Capretto, principal at the investment management group Oak Hill Holdings, and other trustees recalled what passed as hazing in their day. For some, it involved having to do push-ups or eating bad food. For others, it meant cleaning a gross section of the house or being awakened at odd hours. But they all emphasized that no alcohol was involved.
"It was just a rite of passage," Capretto said.
That's changed, Jubelirer, a lawyer, said: "It's no rite of passage if you don't live to tell about it."
One challenge, Jubelirer said, is that upperclassmen move to apartments, leaving house leadership to freshmen and sophomores.
"I don't know if there's anything we can do, but it is an issue," he said.
He plans to meet with undergraduate members of his fraternity to address alcohol abuse and hazing.
"The rules have changed," he said. "People better understand that."
He said he hopes all students get that message.

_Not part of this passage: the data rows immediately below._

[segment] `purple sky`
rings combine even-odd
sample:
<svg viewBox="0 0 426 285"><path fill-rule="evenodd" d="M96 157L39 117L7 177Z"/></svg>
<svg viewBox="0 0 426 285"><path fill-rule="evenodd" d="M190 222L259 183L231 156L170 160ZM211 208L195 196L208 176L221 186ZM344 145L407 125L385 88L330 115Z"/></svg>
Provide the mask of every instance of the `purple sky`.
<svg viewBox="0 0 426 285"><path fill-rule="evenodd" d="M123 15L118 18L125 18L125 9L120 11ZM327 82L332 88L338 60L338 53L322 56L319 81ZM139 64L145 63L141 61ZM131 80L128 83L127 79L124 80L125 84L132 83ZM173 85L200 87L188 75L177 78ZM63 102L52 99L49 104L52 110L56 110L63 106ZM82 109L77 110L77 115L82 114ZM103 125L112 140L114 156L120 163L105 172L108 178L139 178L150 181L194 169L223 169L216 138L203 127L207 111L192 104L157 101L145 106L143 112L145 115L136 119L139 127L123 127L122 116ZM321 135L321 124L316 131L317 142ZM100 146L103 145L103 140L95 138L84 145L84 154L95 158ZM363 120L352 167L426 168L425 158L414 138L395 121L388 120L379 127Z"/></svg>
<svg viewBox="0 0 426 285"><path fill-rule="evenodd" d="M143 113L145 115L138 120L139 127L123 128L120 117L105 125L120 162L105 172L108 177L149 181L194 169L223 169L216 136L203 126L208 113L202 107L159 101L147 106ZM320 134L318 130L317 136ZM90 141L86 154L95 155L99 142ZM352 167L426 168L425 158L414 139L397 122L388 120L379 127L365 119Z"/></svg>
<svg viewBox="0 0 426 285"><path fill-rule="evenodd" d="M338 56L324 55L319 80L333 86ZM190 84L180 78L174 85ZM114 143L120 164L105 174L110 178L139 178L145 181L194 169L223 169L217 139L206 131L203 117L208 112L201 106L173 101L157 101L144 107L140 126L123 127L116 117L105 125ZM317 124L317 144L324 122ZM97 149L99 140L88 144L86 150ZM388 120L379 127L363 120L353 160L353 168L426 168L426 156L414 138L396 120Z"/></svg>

"If they haven't learned anything from the loss of life," he said, "then they put the entire Greek system at risk."
Trustees emphasized all the good that fraternities and sororities do. They were the primary force behind the creation of Penn State's renowned pediatric cancer fund-raiser, Thon, which is still heavily supported by Greek organizations and their alumni.
"We have decades-long friends who have a relationship with undergraduates because of sororities and fraternities and Thon," said Ted Brown, an alumni-elected trustee and member of Theta Delta Chi. "And together, we're helping to raise money for kids with cancer."
Former board chairman Keith Masser, a member of Alpha Gamma Rho, touted the virtues of his experience in a 2014 fraternity magazine feature.
"Fraternity life provides a unique experience for young men in their college years in managing a business of their own and building bonds of friendship at the same time," Masser told the magazine. "… being in the chapter also gave me a great sense of pride because of AGR's agricultural roots and the importance of the [agriculture] industry to our country's future. Being surrounded with a brotherhood of shared values and lack of entitlement philosophy helped me as well."
Other board members with ties to the Greek system include Elliott W. Weinstein, Alpha Epsilon Pi; Ryan McCombie, Phi Delta Theta; Walter Rakowich, Pi Kappa Phi; Kay Salvino, Chi Omega; Robert J. Tribeck, Pi Lambda Phi; Richard Dandrea, Phi Gamma Delta; Dan Mead, Tau Kappa Epsilon; Russell Redding, Delta Theta Sigma; and Mark Dambly, Sigma Pi.
Brown, a 1968 graduate who was fraternity president, said his father and son-in-law were in fraternities and his two daughters in sororities. He said his fraternity-leadership experience got him his first job at IBM — and even more.
"I credit my fraternity experience with pretty much my whole career," said Brown, who is in crisis management and communications and heads his own firm, "which gives you an idea about why I'm so passionate."